February 2002 Bulletin

Serving those in need

Making a positive impact on people’s lives by improving quality of health care

2002 AAOS Humanitarian Awards announced

Orthopaedic surgeons, by using their skills, resources and energies, make a positive impact on the lives of many people. It has long been a tradition among members of the American Academy of Orthopaedic Surgeons (AAOS) to reach out to people who do not have the opportunity to receive high quality health care and provide that care on a volunteer basis.

To acknowledge two major examples of that tradition, 2001 AAOS president Richard Gelberman, MD, will present the third annual AAOS Humanitarian Awards to Charles C.P. McConnachie, MD, and David Apple, MD, during the opening ceremonies of the Academy’s 69th Annual Meeting on February 13 in Dallas.

South Africa benefits

In South Africa, one of the major barriers to health care is navigating through the oppressive legacy of apartheid. The impoverished city of Umatia, in the Transkei region of the Republic of South Africa, has benefited from the efforts of Dr. McConnachie, a Hendersonville, N.C. orthopaedic surgeon who has devoted his life to caring for the people in one of the world’s poorest locations on the Eastern Cape of South Africa.

In 1984, Dr. McConnachie and his wife founded the African Medical Mission, which was created to provide quality medical care for the underprivileged in South Africa. The mission provides support for the Bedford Orthopedic Center, the only orthopaedic hospital in the area, which serves about 4 million people annually.

Dr. McConnachie is the medical director and chief surgeon at the Center, and chairman of the governing board for the African Medical Mission. He is the only American orthopaedic surgeon on staff at the Center and he performs at least 15 surgeries a week.

In addition to his medical duties, Dr. McConnachie is responsible for raising funds to support the hospital.

"Dr. McConnachie has worked tirelessly over the years to create an effective musculoskeletal primary center in a under-served region battling tuberculosis, malnutrition, polio and increasing HIV," said colleague Richard Coughlin, MD. "The commitment and sacrifice of Dr. McConnachie has inspired the involvement of numerous medical professionals from the United States and Europe."

"Many people tend to ignore rural South Africa," said Dr. McConnachie. "We wanted to help this part of South Africa by improving the quality of health care in the broadest possible sense."

As a result of the example set by Dr. McConnachie, there are an increasing number of orthopaedic surgeons from all over the world who volunteer their services at Bedford Orthopedic Center.

Several years ago, Dr. McConnachie met with the President of South Africa, Dr. Nelson Mandela, and persuaded him to help in the raising of funds for the hospital. Dr. McConnachie’s plans are to continue building on to the hospital to make it one of the finest facilities in South Africa.

In recognition of Dr. McConnachie’s commitment to developing orthopaedic care in Transkei, the Eastern Cape Province of South Africa, AAOS will donate $5,000 to Dr. McConnachie’s project.
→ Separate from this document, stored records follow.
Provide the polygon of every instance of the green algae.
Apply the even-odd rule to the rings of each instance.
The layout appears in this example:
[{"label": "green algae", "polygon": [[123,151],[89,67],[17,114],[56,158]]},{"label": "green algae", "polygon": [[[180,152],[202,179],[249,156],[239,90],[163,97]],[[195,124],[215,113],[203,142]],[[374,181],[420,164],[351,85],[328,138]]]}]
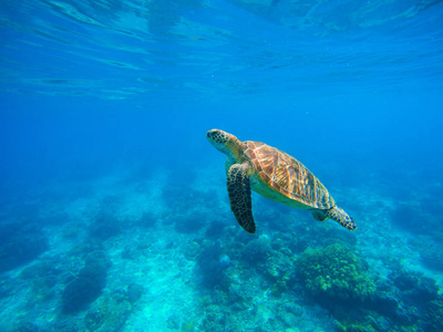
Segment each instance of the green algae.
[{"label": "green algae", "polygon": [[365,300],[375,291],[361,260],[342,245],[308,248],[297,260],[297,269],[311,295]]}]

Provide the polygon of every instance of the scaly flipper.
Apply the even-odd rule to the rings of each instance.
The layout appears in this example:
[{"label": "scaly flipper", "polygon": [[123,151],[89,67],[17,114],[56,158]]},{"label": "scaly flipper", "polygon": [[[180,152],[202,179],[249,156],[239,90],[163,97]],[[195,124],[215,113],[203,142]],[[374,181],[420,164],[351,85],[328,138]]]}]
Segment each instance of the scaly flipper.
[{"label": "scaly flipper", "polygon": [[324,221],[326,219],[328,219],[328,215],[324,214],[324,212],[321,211],[321,210],[311,210],[311,214],[312,214],[312,217],[313,217],[316,220]]},{"label": "scaly flipper", "polygon": [[339,208],[338,206],[334,206],[329,210],[324,210],[323,212],[328,215],[329,218],[336,220],[337,222],[348,228],[349,230],[357,229],[356,222],[352,220],[352,218],[349,217],[348,214],[344,212],[344,210]]},{"label": "scaly flipper", "polygon": [[250,234],[256,232],[250,198],[250,183],[246,173],[247,165],[234,164],[228,172],[228,194],[230,209],[240,226]]}]

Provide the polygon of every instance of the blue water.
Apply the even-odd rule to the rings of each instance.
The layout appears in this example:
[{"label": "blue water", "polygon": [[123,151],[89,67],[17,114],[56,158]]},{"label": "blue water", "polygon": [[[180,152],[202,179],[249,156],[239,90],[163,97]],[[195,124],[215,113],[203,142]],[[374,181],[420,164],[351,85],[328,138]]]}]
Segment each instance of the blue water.
[{"label": "blue water", "polygon": [[[443,331],[441,1],[3,0],[1,331]],[[349,231],[253,193],[220,128]]]}]

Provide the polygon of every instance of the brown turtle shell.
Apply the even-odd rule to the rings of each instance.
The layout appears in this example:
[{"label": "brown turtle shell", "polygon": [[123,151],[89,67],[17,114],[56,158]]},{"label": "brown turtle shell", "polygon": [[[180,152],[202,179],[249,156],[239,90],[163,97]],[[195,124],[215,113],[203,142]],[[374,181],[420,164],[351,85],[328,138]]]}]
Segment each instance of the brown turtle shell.
[{"label": "brown turtle shell", "polygon": [[261,142],[244,142],[244,155],[262,186],[308,207],[330,209],[336,203],[313,174],[287,153]]}]

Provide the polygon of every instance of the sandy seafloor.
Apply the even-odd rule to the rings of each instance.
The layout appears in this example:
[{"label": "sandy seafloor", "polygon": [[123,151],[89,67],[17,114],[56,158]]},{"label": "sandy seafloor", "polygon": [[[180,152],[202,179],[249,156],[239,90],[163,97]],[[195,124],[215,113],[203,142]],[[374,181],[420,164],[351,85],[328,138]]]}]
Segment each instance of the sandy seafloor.
[{"label": "sandy seafloor", "polygon": [[[358,313],[344,322],[293,277],[306,248],[339,242],[365,261],[379,288],[392,286],[393,272],[416,271],[441,289],[443,272],[424,264],[416,250],[437,246],[439,239],[404,231],[391,220],[399,204],[416,201],[399,201],[377,175],[367,174],[360,188],[336,185],[331,194],[359,227],[350,232],[254,194],[259,231],[250,236],[230,212],[225,184],[218,164],[179,174],[122,167],[95,179],[41,187],[27,200],[17,197],[3,206],[2,219],[23,220],[30,229],[39,225],[47,247],[37,259],[2,273],[0,330],[434,331],[435,324],[423,328],[427,302],[416,300],[420,294],[412,298],[419,304],[404,300],[396,308],[405,311],[404,320],[377,312],[365,300],[351,304]],[[430,186],[443,190],[442,184]],[[105,286],[97,299],[65,313],[63,291],[96,251],[105,256]],[[279,288],[281,280],[286,284]],[[396,288],[396,301],[408,291]]]}]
Spinal cord injury rehabilitation

Last year more than 11,000 spinal cord injuries were reported in the United States alone. That is precisely why David Apple, MD, has worked tirelessly on behalf of people with physical disabilities by providing care for their injuries and supporting their transition back into the community.


For 30 years, David Apple, MD, served as team physician of the Atlanta Hawks professional basketball team. He later convinced the Hawks to sponsor a wheelchair division of the team_now called the Atlanta Rolling Hawks.

In 1975, Dr. Apple left his orthopaedic practice in order to develop a spinal cord injury rehabilitation center in Atlanta. "The plan was to start a center in Atlanta to provide care and rehabilitation treatment for tetraplegia and paraplegia patients" he explained. "There wasn’t a spinal cord injury rehabilitation center in the area and it allowed patients from Georgia and the Southeast access to quality care."

The Shepherd Center is now the country’s largest catastrophic care hospital, treating spinal cord and brain injuries, multiple sclerosis, neuromuscular problems and urological conditions. On average, Shepherd Center treats nearly 850 patients each year. Dr. Apple has served on the Board of Directors of the Center and as its Medical Director.

"The biggest change at the center during the past 23 years has been in outpatient services," said Dr. Apple. "The hospital also has a day program for patients to receive therapy while their families stay in a nearby apartment."

The center provides recreational therapy, assistive technology and an extensive research department that focuses on quality of life, adjustment to injury, prevention and treatment of secondary complications, and community reintegration issues.

"Dr. Apple’s efforts to incorporate rehabilitation as mainstream in the orthopaedic curriculum and in the orthopaedic life in our country have been unceasing and effective," said Angus McBryde, MD, professor, department of orthopaedic surgery, University of South Carolina. "The patients that I have referred to him unanimously respect his expertise, his willingness to communicate, his ongoing interest in rehabilitation and his humanitarian spirit."

In honor of Dr. Apple’s commitment to developing the Shepard Spinal Center in Atlanta, AAOS will donate $5,000 to his project.